This is an old review of mine from Hellnotes back in January 2014.
The Smell of Evil
by Charles Birkin
Published by Valancourt Books
ISBN: 976-1-939140-74-6
December 2013, $16.99 PB
Reviewed by David A. Riley
Dennis Wheatley is quoted on the back cover as stating “More than a
definite touch of the great master, Edgar Allan Poe.” Well intentioned
though that comparison may have been, it is totally misleading. Birkin’s
style is as far from Poe’s as it could possibly be. You’ll rarely find
anything approaching the Gothic horrors of Poe within the dark tales of
human evil in Birkin’s stories. Invariably set within the contemporary
world, the characters in these thirteen tales are firmly based on
reality. Whether they be self-deceived German gardeners working within
the shadow of Second World War concentration camps or young tearaways
escaping from a race riot in 1960s London, the horrors within these
stories are of man’s (or woman’s) own making.
With an elegant writing style, Birkin shows his complete mastery of the conte cruel,
leading the reader on to some of the most sadistic climaxes in
literature. He rarely uses the supernatural, though when he does, as in
“Little Boy Blue”, he is as proficient in this as in his more usual kind
of story.
Born in 1907, Charles Birkin (later Sir Charles Birkin) had a long literary career, editing the Creeps series for Philip Allan in the 1930s, as well as an inaugural collection of his own stories, Devil’s Spawn
(1936), before laying his writing to one side during the Second World
War when he served in the Sherwood Foresters. Many of his most infamous
stories stem from his experiences during and just after the end of the
war when he witnessed first hand what men were really capable of doing.

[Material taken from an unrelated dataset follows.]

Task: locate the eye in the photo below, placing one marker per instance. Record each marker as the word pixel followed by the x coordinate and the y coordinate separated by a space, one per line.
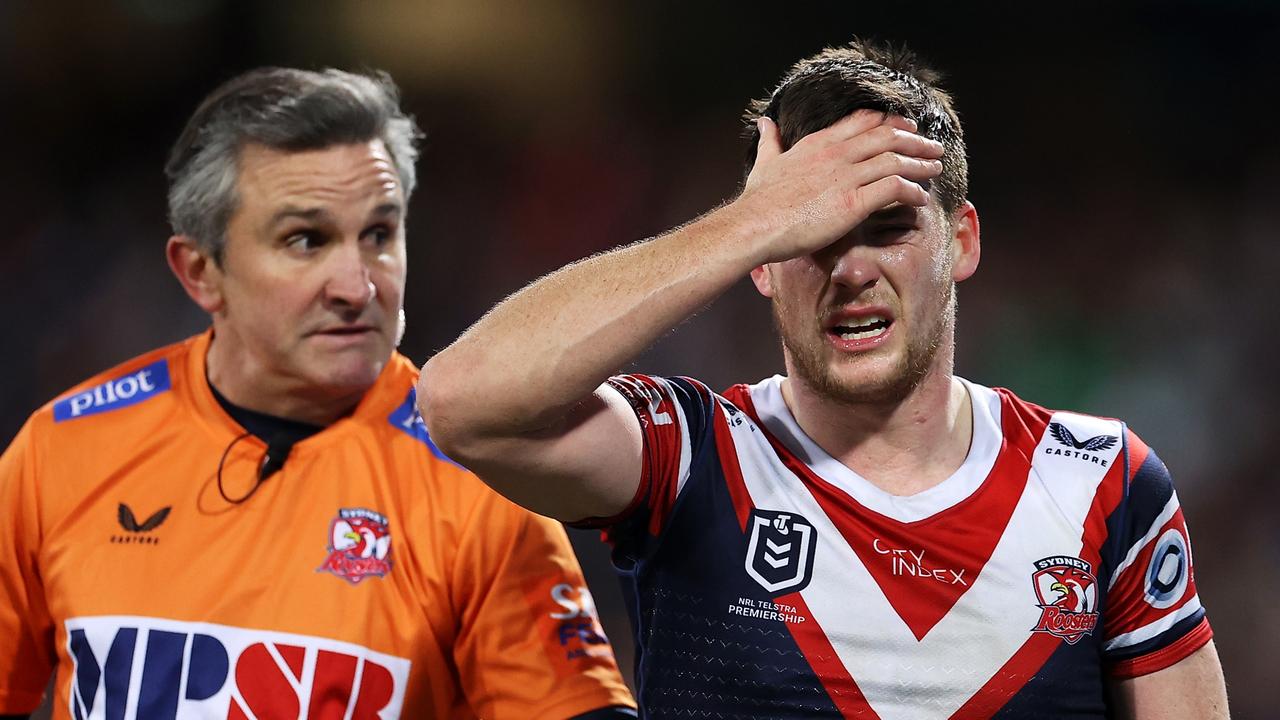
pixel 888 233
pixel 379 235
pixel 304 241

It was not till the 1960s, though, that he began writing again with the
encouragement of his friend, Wheatley. The Smell of Evil was the first of seven collections published during that decade, culminating in Spawn of Satan in 1970. After living in Cyprus for several years he died on the Isle of Man in 1985.
Long out of print, other than several hard cover, now collectible
volumes from Midnight House, it is wonderful to see Valancourt Books at
last bringing an easily affordable collection to a new reading public.
It would be even more wonderful if over the next few years if the rest
of Birkin’s collections are brought back into print.
This volume is rounded out with an insightful introduction by John Llewellyn Probert.